First, a short story. As a boy, I lived in New Jersey, across the street from a professional violinist. During warm weather, I often sat in his backyard, listening to him practice. Years later, my wife, and I, were sightseeing near my old home and we stopped in to visit my, now retired, friend. “I was just playing when you arrived,” he said. I begged him to play something for us. He refused, saying, “Nowadays, I play for my own amazement.”
Recently, I resigned from the task of trying to convince people that our nation’s overriding problem is special interest money corrupting our elected representatives, and that voting as a path to improvement is obsolete and will remain so until the corruption problem is destroyed. I attribute my failure to the pervasive power of propaganda.
How can it be, I wondered, that intelligent, educated people can be so emotionally involved in the endless battle between left and right that they can’t see the futility of a win-lose attack and ignore problems that are taking our nation ‘down the tubes’—problems that predate today’s hot issues?
I’ve learned a few things about propaganda:
It appeals primarily to our emotions.
We live with it in almost every aspect of our lives.
It’s not always bad—a means of putting lies over on the ignorant and uneducated. For example, images of children are often used by charities to raise money for the oppressed.
Once we’re emotionally committed, we find it extremely difficult to change our minds, even when presented with, verifiably true, new evidence.
In politics, it’s always used by the other side. My party fights back with information. The occasional slip into hyperbole is justified—the ends justify the means—especially when the other side fights dirty.
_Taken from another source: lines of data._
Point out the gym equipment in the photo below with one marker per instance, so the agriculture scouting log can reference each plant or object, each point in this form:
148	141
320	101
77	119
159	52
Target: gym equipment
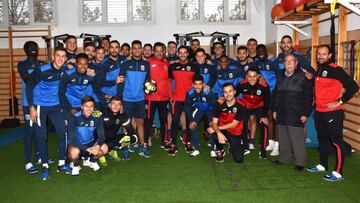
292	4
223	38
277	10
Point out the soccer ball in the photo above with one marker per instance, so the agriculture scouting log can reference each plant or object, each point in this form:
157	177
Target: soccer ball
150	87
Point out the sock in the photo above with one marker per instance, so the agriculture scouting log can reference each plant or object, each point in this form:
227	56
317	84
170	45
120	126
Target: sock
61	162
45	165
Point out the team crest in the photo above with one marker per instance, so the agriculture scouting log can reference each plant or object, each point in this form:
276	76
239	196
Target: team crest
234	110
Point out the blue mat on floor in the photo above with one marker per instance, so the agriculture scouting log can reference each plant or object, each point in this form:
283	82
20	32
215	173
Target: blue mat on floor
11	136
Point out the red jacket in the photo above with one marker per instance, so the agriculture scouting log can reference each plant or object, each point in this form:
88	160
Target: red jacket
329	82
159	69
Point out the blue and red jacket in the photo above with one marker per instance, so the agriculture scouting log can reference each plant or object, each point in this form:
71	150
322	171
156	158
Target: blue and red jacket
136	72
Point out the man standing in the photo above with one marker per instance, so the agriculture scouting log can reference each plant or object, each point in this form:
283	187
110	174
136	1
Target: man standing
293	97
136	71
329	115
42	92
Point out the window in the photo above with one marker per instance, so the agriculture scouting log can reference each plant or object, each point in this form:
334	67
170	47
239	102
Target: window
213	11
116	11
27	12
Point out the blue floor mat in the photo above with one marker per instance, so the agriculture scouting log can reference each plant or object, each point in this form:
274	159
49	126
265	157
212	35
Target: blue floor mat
11	136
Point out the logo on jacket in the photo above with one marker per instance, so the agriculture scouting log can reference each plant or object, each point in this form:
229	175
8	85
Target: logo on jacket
234	110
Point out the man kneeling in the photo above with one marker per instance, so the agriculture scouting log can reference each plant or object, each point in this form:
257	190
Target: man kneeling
228	125
83	127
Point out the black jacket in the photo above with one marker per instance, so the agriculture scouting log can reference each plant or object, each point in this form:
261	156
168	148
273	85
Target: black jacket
293	98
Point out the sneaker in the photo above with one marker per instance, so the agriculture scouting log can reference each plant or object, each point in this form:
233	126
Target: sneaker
114	155
144	152
64	168
173	150
183	138
75	171
132	149
86	162
102	161
125	154
45	174
167	140
30	168
333	176
195	153
212	154
95	166
316	168
188	148
220	156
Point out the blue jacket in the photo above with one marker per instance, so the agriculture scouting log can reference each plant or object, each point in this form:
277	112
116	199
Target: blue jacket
43	86
224	76
268	71
302	62
111	72
25	68
136	72
73	87
83	130
198	102
208	72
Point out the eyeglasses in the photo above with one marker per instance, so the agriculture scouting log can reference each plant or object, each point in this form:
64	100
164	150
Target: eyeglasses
290	61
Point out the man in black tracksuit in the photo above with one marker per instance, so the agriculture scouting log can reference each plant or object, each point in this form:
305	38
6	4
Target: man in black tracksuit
330	81
293	96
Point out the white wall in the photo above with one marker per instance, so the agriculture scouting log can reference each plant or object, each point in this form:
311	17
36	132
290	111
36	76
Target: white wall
164	27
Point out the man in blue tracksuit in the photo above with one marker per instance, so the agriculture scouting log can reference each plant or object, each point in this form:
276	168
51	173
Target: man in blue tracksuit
207	71
42	92
75	84
226	74
198	106
133	74
86	134
98	66
109	81
25	68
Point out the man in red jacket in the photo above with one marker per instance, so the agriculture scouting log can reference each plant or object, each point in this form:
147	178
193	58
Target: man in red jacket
159	70
182	73
329	115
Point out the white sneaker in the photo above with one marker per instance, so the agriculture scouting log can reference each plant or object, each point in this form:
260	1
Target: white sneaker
212	154
270	147
75	170
195	153
275	151
86	162
95	166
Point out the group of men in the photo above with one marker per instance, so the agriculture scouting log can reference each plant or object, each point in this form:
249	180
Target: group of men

In an earlier essay, I wrote that America’s left and right are irreconcilable and that one cannot defeat the other and that democracy is the only form of government designed to manage our situation. We need to reclaim ours.
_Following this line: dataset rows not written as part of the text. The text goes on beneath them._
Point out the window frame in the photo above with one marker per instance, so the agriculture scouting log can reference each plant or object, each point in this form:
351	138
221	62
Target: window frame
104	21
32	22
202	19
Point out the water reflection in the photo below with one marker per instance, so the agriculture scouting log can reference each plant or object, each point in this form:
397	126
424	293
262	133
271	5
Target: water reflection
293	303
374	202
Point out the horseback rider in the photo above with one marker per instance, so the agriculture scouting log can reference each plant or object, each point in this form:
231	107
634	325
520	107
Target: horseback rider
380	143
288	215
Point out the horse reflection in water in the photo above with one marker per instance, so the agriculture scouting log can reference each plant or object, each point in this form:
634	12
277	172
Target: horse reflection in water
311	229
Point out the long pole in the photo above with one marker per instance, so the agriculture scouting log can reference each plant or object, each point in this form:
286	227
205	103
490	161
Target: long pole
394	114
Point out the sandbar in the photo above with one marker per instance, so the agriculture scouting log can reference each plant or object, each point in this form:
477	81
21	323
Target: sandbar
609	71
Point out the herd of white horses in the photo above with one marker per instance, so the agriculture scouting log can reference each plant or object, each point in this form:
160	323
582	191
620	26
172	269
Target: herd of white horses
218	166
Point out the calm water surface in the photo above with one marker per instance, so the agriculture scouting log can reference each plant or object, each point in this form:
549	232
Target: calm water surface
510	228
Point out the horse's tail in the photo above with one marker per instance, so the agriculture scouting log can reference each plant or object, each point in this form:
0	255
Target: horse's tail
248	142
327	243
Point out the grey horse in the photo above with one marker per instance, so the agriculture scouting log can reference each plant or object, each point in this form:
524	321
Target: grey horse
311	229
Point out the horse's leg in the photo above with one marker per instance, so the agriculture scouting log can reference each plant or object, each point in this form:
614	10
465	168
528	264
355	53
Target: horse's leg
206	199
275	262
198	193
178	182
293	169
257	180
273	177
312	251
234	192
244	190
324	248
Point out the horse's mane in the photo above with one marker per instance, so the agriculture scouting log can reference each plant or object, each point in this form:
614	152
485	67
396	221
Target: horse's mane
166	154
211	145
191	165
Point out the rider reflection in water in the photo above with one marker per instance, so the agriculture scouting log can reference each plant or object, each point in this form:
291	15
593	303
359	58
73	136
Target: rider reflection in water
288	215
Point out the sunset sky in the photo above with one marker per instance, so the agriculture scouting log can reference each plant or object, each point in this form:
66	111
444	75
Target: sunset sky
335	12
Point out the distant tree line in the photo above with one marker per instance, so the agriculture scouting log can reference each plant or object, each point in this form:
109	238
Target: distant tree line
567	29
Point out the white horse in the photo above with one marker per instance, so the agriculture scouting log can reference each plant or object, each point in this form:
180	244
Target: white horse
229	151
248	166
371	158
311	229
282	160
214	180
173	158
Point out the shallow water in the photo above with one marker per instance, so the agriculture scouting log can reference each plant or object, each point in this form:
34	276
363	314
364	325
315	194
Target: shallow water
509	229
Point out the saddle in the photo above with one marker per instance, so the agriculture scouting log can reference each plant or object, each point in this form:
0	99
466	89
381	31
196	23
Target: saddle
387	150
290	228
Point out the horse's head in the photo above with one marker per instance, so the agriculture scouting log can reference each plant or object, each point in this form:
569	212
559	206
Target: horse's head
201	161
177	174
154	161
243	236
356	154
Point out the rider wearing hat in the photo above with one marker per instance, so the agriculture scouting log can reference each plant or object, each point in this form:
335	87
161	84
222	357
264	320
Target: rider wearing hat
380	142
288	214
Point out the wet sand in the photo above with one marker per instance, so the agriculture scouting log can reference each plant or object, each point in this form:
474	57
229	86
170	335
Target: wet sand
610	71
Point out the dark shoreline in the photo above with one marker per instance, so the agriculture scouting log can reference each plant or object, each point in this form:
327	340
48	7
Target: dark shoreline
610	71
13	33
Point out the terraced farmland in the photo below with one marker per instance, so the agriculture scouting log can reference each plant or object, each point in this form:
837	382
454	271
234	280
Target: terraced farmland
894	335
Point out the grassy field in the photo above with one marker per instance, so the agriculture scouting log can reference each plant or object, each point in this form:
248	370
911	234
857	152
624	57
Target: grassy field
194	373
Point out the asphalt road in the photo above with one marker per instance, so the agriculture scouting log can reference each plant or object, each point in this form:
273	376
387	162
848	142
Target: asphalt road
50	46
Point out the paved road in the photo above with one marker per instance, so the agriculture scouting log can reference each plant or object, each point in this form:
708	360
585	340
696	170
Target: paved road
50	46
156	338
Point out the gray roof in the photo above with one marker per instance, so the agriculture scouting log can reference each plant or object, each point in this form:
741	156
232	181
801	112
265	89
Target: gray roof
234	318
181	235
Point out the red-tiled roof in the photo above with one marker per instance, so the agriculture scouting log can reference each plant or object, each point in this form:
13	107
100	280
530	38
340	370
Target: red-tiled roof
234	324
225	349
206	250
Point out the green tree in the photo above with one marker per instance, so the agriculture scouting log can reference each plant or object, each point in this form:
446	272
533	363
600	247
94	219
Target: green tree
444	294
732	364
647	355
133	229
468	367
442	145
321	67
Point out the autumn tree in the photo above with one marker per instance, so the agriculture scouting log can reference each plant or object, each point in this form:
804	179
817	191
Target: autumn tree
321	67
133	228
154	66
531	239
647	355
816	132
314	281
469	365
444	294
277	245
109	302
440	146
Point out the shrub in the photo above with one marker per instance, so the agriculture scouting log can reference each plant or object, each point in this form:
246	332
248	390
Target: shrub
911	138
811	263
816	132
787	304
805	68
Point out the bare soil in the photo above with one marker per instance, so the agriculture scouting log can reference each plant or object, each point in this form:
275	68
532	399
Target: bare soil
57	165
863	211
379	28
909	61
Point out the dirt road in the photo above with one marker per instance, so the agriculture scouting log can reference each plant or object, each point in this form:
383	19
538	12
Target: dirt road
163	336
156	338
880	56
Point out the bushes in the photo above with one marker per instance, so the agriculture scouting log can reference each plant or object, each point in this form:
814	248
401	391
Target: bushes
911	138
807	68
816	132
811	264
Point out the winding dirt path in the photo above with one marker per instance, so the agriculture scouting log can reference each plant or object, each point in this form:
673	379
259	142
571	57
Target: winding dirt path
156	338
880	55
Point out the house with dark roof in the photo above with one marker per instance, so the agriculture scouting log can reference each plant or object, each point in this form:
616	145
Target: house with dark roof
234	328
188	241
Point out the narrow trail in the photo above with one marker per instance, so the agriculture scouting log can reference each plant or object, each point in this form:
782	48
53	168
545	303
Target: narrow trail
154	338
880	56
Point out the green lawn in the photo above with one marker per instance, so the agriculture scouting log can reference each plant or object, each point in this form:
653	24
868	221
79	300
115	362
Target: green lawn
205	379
For democracy to work we need to recognize that there are shortcomings on our side and be willing to change. Further, we need to listen—really listen and incorporate some of the other side’s thinking into our combined solutions.
P.S. I recognize that many of those on my list rarely read these essays and that many of those who do read through the filter of their own opinions. That’s okay, nowadays I write for my own amazement.